Фартук поправляет на юбке короткой находящийся, на улице мороз все тот же. Последнюю затяжку папиросы отечественной делает, после хабарик куда-то в снег откидывает.
Кстати говоря, Сережка ни разу её не упрекал ни за курение, ни за выпивку, любовь к которой она контролировала полностью.

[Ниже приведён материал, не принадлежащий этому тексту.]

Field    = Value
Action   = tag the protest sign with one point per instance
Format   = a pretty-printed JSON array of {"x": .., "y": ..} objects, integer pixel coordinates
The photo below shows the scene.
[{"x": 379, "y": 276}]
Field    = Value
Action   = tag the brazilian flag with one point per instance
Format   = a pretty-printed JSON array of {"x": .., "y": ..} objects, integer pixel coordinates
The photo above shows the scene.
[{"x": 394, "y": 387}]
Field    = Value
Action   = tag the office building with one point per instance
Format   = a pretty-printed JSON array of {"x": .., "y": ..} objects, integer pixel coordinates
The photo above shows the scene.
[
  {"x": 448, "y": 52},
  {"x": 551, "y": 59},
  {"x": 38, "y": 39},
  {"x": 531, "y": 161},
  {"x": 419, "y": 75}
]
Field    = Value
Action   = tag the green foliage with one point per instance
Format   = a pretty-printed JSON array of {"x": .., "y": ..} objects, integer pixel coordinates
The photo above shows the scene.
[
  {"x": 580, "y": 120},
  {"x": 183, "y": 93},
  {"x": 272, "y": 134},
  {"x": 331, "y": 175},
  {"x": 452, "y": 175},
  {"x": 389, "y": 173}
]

Ноги оттенка синеватого пекут, когда с холода ощутимого в тепло попадают, весьма неприятно. Та по волосам проводит едва ли, перед тем как на лицо привычную маску приветливости натянуть.
Вновь за поднос хватается, но на сей раз откладывает его сразу. Блюдо проще в руках нести, так она и делает с щукой фаршированной, которую гости зажиточные заказали.
Ступает нарочито женственно, скорее даже пошло, самой от сего тошно, но показать этого не может. Покажет вечером, когда после пары рюмочек рыдать в захлеб начнёт, а сожительница лишь успокоит заботливо.
Рыбу выставляет на середину стола аккуратно, а один из мужчин ей по ноге проводит, чуть ли не под юбку залезая. Противно.
Лицо держит, улыбается и той же виляющей походкой их покидает, к стойке возвращаясь, возле которой инженер с букетом небольшим затесался.
— Дорогая, а я не один, — вытаскивая из-за спины плохо спрятанный веник, и ей его протягивая произносит.
— Спасибо, — кивает цветы принимая.
Нет трепета совершенно, а «Дорогая» в его исполнении лишь по ушам режет тошнотворно. У неё рядом с ним улыбка та же, дежурная, ничем не отличающаяся от той которую гости получают.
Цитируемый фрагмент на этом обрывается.